This essay is dedicated to the elevation of the soul of Dalya Davida bas Yisroel.
I.
Let’s assume you have agreed, at least in theory, to avoid the mistake of all mistakes. You know that you do not exist entirely within the world, that place of objective interaction. On the contrary, it would be closer to the truth to say that the external world exists altogether within the self or soul. What are the consequences of this belief?
Today, it is rare to fundamentally distinguish the world from the soul or self because it is the explicit or implicit belief of many thinkers that the soul or self is merely a particular instance of the world, a particular slice of the world in a time or place possessing unusual (but by no means genuinely isolating or transcendent) qualities, such as “consciousness.” In the past, I have called this the Big Lie. These thinkers have an entire worldview that aims to explain the self in terms of the world (in the old philosophical parlance, to explain how the world causes the soul). Once something is fully explained in terms of something else, the choice of treating it as a separate thing becomes relatively arbitrary, a matter for aesthetics or ethics or the like. And nowadays, most of these self explainers explain themselves to be composed, like everything else, of matter.
“Matter” is a slippery term, so to avoid confusion, it will help to state upfront exactly what they mean by this. They do not necessarily subscribe to the thoroughly-debunked 18th- and 19th-century fantasy of a purely mechanistic clockwork universe, in which things are determined by the collision of particles conferring momentum like billiard balls. We live in a sophisticated age influenced by relativity and quantum mechanics, in which matter has been revealed to be energy, and the “billiard ball” particles fail to behave like any physical object familiar to the naked eye.

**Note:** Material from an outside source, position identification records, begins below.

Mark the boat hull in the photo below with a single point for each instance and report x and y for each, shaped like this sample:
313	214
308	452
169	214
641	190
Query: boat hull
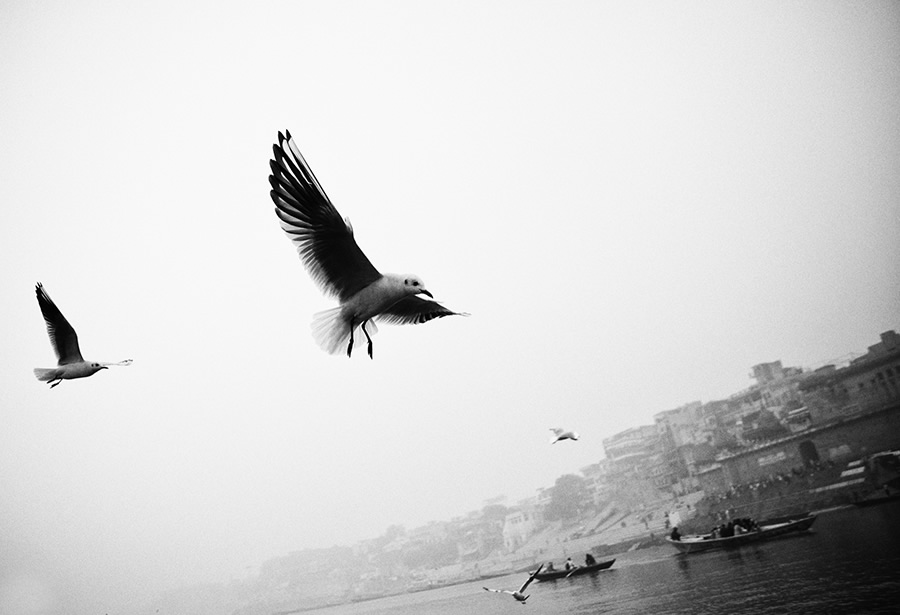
580	570
694	544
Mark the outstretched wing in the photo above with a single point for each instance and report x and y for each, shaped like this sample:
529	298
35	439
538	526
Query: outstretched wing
530	579
323	239
414	310
62	335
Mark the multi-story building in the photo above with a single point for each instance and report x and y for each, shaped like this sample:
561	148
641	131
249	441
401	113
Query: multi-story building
522	523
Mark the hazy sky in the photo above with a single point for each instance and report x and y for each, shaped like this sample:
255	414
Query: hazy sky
636	202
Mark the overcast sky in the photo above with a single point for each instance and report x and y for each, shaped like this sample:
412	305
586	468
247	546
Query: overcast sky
635	201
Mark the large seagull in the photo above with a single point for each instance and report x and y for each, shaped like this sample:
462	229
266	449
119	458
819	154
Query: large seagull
327	248
70	363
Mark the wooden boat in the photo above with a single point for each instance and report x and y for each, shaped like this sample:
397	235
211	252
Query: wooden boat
878	497
769	529
551	575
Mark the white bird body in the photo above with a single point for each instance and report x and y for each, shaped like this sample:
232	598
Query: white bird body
329	251
518	594
70	363
562	434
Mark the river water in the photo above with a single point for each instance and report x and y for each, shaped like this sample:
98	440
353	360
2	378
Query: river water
849	563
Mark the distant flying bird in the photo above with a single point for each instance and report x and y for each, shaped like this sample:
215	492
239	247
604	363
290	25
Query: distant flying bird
327	248
519	594
562	434
70	363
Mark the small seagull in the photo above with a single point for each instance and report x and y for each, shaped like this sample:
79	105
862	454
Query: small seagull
335	262
519	594
562	434
70	363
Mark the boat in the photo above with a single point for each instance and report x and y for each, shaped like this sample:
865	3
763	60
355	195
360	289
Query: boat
551	575
773	528
879	497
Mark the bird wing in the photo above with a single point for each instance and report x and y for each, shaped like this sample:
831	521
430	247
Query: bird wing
414	310
530	579
323	239
62	335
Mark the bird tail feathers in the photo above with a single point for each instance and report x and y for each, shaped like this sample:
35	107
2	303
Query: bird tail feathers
44	374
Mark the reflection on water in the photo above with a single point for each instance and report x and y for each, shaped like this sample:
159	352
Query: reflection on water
849	564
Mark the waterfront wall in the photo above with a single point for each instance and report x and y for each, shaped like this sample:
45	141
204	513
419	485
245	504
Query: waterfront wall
850	437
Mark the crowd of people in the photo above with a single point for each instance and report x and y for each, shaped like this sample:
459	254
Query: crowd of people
769	483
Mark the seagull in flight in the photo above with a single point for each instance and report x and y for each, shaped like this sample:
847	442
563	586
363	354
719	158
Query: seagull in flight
70	363
519	594
335	262
562	434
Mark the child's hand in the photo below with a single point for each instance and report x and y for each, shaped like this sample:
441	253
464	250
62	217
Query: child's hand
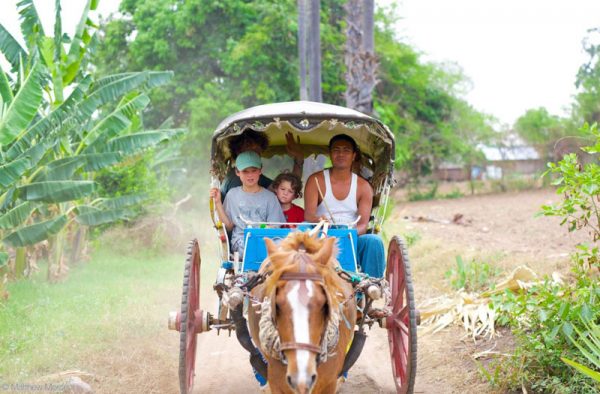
215	193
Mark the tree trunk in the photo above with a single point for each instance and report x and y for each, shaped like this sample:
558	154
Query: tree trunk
314	43
361	63
302	53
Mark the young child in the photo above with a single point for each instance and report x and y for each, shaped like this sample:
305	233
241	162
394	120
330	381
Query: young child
288	187
250	201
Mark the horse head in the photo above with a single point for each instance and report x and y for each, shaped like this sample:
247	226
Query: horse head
302	293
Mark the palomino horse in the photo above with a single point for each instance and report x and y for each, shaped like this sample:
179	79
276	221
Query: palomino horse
306	319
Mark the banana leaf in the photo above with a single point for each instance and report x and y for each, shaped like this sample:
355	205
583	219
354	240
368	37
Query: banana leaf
17	215
36	232
31	26
123	201
56	191
5	90
63	114
134	143
11	49
12	171
23	107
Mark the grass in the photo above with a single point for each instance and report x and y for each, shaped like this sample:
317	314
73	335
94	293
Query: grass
48	328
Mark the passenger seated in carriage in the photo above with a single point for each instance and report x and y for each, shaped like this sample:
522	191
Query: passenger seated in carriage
288	187
254	141
340	196
250	201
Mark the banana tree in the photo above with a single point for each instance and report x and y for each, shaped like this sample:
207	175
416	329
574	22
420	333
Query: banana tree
58	126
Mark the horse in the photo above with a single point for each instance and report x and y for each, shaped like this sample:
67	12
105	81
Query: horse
304	317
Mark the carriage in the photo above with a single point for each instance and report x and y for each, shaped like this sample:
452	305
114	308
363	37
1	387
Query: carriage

However, even with the old mechanism replaced, scientific naturalism remains. All things are made up of extended stuff. That stuff, in truth, possesses a small number of primary qualities such as mass and shape, but none of the rich variegated qualities we experience in day-to-day human life. An apple is an apple-shaped mass of colorless stuff ultimately defined by the vast number of particles it contains. Those particles aren’t red, and they don’t taste sweet. Almost all the qualities of our experience exist only in the experiencer's mind, a mind that participates in reality only through the material chain of cause and effect that can also be reduced to particles interacting according to generalized laws of nature described by mathematics. Furthermore, the prevailing wisdom is that “mind” and “experience” also, are nothing more than the very same interactions, perhaps in a much more complex, compounded form. In short, the world is made of matter, and you, as a human self, are merely a strange subset of that material world exhibiting much rarer characteristics like thinking, moving, seeing in colors, and writing books about why you’re nothing other than matter. You are just a particular bit of matter in a universe of matter. As one of the foremost formalizers of the materialist worldview sums it up:
[T]here is only one sort of stuff, namely matter—the physical stuff of physics, chemistry, and physiology—and the mind is somehow nothing but a physical phenomenon. In short, the mind is the brain. According to the materialists, we can (in principle!) account for every mental phenomenon using the same
physical principles, laws, and raw materials that suffice to explain radioactivity, continental drift, photosynthesis, reproduction, nutrition, and growth.1
Although there are other ways to make the mistake of all mistakes, such as becoming intimidated by the spiritual qualities of the external world, its most common form by far is this physical, material conception. If we are to free the self from this error and thereby from exile, we must fight against its assumptions at every step. If we are to gain the requisite self-confidence—the literal confidence of a self that has been created by G-d—we must refuse the materialist worldview. You, a self, do not arise from the material universe.